The NGO, which visited the area to create awareness among young girls and equip them with basic knowledge of how to take care of themselves, especially the hygienic management of their menstrual cycles, expressed surprise at the level of poverty among their parents, a development, which made the girls resort to unhygienic alternatives.
  
“We’ve never carried out any programme in Lagos because our focus has been on northern Nigeria. However, we decided to visit this locality, especially the young girls with anti-bacterial soaps, cotton pants as well as sanitary pads to help them during their menstrual cycle, because we realised that poverty is still a big issue, even here in Lagos,” said the Programme Manager of the NGO, Temitope Akinrotimi, who added that, “the things we are trying to look into up North, are also the things that they need right here in this community.”  
  

Summing up the plight of his people, the Baale Oruba of Agboyi 2, Taiwo Lamina, told The Guardian that, “the presence of the government is conspicuously missing in this community. Despite our proximity to Ketu where life is booming, we lack amenities that human beings need to live normal lives.
  
“This river here is not so wide, and all we are asking from the Lagos State government is to make a bridge that we can connect to Ketu to ease our movement challenges, and enhance business transactions. 

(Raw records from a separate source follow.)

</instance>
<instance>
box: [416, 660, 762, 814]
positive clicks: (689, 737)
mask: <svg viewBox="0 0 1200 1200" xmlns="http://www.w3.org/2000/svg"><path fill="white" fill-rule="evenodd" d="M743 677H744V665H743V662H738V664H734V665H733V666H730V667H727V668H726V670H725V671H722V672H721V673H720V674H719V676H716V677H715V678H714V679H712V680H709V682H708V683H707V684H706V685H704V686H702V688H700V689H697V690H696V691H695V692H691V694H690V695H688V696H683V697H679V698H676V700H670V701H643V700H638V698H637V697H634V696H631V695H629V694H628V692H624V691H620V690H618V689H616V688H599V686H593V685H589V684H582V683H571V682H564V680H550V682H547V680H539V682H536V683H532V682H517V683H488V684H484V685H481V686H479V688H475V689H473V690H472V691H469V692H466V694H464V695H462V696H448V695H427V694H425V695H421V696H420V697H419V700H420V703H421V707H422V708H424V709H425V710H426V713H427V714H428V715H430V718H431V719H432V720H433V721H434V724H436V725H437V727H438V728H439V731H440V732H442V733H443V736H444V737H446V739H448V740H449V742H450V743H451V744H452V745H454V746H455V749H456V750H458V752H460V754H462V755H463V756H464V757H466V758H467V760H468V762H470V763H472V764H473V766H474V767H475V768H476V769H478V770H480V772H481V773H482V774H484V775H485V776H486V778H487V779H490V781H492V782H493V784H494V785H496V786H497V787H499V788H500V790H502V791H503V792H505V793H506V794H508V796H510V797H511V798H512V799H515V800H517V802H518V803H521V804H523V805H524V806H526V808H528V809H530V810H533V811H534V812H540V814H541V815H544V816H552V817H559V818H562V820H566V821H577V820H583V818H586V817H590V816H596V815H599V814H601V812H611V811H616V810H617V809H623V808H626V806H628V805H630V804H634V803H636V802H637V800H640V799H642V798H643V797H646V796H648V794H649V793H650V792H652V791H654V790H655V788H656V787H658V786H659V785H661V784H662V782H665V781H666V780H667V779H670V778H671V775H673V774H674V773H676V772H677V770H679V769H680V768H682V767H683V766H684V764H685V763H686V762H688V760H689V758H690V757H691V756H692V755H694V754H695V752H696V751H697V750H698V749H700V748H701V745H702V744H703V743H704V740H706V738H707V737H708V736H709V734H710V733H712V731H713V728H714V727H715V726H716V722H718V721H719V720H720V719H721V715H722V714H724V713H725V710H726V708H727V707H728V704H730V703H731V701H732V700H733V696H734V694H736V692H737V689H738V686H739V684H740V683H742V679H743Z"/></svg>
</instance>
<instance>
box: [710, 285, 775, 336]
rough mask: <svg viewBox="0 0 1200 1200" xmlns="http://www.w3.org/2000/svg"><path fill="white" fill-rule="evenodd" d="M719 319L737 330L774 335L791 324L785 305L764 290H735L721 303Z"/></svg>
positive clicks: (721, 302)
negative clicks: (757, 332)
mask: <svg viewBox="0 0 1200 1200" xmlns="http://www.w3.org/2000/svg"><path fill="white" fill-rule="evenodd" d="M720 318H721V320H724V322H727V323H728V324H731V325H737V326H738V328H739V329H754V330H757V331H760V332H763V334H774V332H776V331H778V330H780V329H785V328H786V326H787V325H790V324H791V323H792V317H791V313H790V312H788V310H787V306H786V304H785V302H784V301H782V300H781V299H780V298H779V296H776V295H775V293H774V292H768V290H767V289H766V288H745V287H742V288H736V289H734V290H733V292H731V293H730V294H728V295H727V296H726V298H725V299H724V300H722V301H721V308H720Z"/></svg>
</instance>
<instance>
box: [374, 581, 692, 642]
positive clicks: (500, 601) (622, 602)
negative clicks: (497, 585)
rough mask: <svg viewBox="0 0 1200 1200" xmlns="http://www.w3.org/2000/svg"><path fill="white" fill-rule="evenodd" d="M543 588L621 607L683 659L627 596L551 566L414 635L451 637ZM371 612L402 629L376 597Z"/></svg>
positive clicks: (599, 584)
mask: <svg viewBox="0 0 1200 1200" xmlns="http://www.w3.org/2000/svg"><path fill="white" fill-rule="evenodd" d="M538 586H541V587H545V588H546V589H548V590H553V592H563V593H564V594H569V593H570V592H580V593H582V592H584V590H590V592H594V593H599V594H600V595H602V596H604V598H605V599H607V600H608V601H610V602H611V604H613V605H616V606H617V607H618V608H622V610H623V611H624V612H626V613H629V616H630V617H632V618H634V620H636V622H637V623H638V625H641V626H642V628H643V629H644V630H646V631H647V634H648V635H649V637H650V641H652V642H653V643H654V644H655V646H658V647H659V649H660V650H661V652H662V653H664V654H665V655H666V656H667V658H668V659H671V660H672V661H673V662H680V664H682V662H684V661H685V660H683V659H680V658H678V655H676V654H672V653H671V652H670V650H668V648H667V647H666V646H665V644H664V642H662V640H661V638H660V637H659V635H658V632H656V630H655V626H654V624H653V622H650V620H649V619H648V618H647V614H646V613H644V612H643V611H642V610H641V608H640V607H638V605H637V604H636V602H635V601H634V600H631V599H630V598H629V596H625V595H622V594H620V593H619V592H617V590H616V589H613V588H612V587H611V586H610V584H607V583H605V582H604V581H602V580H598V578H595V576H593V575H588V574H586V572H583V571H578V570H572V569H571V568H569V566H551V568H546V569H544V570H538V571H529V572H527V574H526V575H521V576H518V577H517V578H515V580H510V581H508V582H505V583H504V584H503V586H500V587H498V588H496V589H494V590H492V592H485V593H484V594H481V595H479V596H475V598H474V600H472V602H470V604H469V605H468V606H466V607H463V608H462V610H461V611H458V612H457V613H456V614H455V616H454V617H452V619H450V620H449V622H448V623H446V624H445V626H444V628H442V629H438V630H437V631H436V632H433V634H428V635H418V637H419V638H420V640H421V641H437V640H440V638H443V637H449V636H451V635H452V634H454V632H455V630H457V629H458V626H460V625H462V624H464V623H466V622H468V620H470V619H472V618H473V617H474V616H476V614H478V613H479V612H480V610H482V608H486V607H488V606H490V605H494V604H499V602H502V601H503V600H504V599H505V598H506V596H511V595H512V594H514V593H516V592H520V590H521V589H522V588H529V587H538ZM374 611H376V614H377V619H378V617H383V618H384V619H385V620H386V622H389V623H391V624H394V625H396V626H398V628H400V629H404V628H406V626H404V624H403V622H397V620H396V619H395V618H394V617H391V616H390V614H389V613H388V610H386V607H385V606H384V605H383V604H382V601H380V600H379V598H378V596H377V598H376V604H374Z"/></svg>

“We also need clean water, which is an undeniable necessity for every community. 

We are in dire need of a secondary school because all we have here is a primary school. Consequently, our children are made to cross over to Ketu to acquire secondary education upon completion of their primary education.

We are very much ready to make available land upon which the secondary school can be built,” he said.
   
Another resident of the community, who craved anonymity, pleaded with the Lagos State government to quickly come to their aid so that the people can feel the government’s presence, which he stressed is lacking in their environment.